Predictive Problem

So, I’ve built a workflow on a 3 deseas prediction using the decision tree algorithm, but the accuracy and all the rest always give me 100%, and i dont know why, do not miss one. I want to predict 3 deseases. I’ve already did oversampling of my data, i’ve use 3 diferents dictionaries and its always 100%…
Can anyone help-me?| i will leave some prints of my problem

Seems your answer is somewhere in the Data. Can you do a simple correlation/crosstab for each variable in your final set? Do you have the Target in the Vector?


Yes, im a begginer but i think so, but i cant find the problem no matter what, even if i delete the dictionary the accuracy and the rest is always 100%

I have 3 diseases to predict, Diabetes Mellitus, Aterosclerose and Cirrose, based in the column Enquadramento 10.
This is a print of 1 of 3 excell, each one for a disease, with 4 columns each

It is hard to judge from a screenshot but if I interpret this it seems there are terms suggesting something like diabetes in a lot of lines. So if your other two diseases are something completely different the system might just conclude that somewhere in the text there is something like ‘diabetes’ it might well be diabetes and not Atherosclerosis.

So for this specific task the system might be correct. Or if you have three files and you also give the Row Number it might occur that they differ in a systematic way giving away the result not by some insight but by structure. Which would be useless in a future context.

So if the task was to find hints of diabetes in your text: congratulations you have a good model. But if that is too simple you might want to research further.

And I always advise to make a test of what you want in the real world. What would happen if you use the model on some new data, would it be correct?

Especially with medical tasks I would strongly advise to exercise some caution before applying such results in the real world and start treating patients or something if you do not fully understand your model and your data.

Tools like KNIME are just great but they might also be tempting to jump to quick conclusions before you have fully established what is going on and learn about the perils of building models. So please keep asking questions. And I would advise to discuss these results with someone who has some domain (medical that is in this case) knowledge.

1 Like

First thanks for helping me.
So this is for my University dissertation, an this is the first time that i work with text mining , im only used to data mining.
So i have many diseases, and i’ve changed many times the diseases to predict and the results are always 100% , i have already put the same data from aterosclerose in 2 inputs, one i told that the class is aterosclerose and in the other a put Neoplasia but the data was the same, and it stills gives 100% of accuracy, with this example it was suposed to miss sometimes right??
since the data were the same or not?

Sorry, and thanks

Could you describe what the data is containing and what you want to predict. I do not really understand what that is. The data seems OK at predicting the three diseases. But it is difficult to tell from a screenshot and I am not an expert in Text Mining. If you could upload an example we might be able to have a look, but I do not speak any Spanish I was just able to detect the words that seemed to be related to diabetes.

You should make sure the Document Name is not giving away information since it looks like it was derived from the Row-ID which could be specific to the file you concatenated. Then you would have a classic leak.

1 Like

I have 4 columns in each excell file, The columns are ID, Enquadramento10 and Diagnostico. So i want trought the text presented in the Enquadramento10 column predict the Diagnostico (Disease) if it is for example, Diabetes or Aterosclerose or Cirrose. The Enquadramento is when a health professional writes things about the pacient that is admitted in a intensive unit care, and i want, trought that, predict what could be the disease.
i think that the problem is in the text process, im around this for days and i cant figure it out. I will upload my workflow if anyone could give a look i would be much apreciated.

Im sorry for my bad english, and much thanks —> workflow

Seems at first glance that the text data often contains the relevant disease keywords in the patient’s log. Are you predicting the obvious?

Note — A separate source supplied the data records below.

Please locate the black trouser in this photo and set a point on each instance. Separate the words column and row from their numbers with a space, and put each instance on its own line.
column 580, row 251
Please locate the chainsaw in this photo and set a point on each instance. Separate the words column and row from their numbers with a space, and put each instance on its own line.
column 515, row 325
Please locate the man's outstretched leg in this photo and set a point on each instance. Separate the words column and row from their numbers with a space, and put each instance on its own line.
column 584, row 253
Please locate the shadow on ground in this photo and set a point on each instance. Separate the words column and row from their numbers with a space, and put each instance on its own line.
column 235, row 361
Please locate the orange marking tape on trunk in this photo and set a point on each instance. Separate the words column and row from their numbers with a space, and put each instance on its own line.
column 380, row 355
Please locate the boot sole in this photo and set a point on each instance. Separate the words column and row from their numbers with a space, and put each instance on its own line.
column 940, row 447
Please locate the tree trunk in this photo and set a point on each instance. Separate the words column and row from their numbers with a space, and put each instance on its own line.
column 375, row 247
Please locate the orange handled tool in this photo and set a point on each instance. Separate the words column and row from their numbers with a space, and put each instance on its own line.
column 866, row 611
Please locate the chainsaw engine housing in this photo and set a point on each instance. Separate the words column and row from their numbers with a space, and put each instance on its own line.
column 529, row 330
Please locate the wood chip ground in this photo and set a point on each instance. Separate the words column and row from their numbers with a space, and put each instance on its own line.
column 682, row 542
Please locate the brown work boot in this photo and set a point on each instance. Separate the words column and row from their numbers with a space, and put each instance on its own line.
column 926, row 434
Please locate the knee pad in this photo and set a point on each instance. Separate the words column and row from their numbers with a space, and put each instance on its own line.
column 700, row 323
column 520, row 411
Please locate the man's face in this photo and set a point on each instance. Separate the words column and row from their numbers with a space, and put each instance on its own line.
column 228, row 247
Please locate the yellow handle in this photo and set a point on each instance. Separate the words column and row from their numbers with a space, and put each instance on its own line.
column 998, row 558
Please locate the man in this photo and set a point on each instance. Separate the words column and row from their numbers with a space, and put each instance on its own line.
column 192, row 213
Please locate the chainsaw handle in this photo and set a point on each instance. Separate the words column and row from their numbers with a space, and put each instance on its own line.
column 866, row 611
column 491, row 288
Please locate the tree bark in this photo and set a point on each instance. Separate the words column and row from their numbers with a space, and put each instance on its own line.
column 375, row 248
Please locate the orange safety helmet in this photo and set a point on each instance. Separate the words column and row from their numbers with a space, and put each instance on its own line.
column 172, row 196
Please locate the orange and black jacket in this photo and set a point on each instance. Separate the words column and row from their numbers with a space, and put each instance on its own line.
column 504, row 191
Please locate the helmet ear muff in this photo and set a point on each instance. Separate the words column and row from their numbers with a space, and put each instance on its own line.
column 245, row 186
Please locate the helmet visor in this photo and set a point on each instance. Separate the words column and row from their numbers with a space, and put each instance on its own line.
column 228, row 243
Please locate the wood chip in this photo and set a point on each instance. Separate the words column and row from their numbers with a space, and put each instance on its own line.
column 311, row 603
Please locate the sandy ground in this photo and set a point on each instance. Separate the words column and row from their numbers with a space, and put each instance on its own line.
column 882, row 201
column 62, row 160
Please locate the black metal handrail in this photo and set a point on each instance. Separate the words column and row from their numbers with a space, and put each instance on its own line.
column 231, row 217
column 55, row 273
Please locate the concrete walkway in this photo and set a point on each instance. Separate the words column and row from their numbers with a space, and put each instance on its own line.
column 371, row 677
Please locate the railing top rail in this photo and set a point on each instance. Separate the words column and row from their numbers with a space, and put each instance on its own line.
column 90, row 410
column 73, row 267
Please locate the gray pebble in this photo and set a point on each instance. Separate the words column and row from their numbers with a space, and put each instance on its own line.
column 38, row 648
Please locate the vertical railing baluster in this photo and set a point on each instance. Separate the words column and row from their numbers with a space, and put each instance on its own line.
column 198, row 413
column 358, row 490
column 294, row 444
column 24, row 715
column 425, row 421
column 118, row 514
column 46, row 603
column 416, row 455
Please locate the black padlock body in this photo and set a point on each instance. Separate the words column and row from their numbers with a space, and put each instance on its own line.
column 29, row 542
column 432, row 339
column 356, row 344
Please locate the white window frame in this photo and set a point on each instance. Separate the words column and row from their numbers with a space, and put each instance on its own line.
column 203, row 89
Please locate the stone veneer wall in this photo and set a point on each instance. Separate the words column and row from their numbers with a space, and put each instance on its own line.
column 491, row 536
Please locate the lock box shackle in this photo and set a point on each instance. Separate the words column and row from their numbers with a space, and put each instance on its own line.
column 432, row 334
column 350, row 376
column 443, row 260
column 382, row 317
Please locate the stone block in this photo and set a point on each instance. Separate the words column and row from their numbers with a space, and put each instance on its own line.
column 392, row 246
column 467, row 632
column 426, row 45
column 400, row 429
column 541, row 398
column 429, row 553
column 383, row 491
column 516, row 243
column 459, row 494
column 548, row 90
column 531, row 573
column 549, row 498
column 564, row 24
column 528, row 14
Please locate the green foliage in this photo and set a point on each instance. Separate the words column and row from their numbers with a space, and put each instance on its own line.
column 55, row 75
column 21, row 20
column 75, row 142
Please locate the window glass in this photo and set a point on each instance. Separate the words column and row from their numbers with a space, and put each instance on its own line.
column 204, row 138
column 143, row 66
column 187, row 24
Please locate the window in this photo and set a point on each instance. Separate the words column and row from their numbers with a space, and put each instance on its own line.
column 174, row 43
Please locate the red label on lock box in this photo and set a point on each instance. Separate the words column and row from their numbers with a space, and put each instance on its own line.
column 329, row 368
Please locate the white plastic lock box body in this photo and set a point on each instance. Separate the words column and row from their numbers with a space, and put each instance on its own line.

Maybe you should refocus the business question: find other predictor keywords in the data to identify any given disease, i.e. other than the disease keywords themselves.

For example, you could try TFxIDF rather than TF - this will reduce the weight of quasi stop words such as diabetes. It will also boost rarer terms.

More fiddly, you could build a custom dictionary to filter the disease keywords from the text before building the real predictor terms dictionary. You could do this after stemming to have a shorter list.

1 Like

Thank you for the data. You have a classic tautology in your data. The model simply takes the variable “Document class” and that contains the information, so it is seemingly 100% correct. You have to get rid of the column.

I do not fully understand what the workflow does. Maybe you want to check this example and see if it can help you:

Is there any specific reason for the SMOTE node after each single import. Typically it would be used to balance classes on a full data set. Not sure what it does with a single category.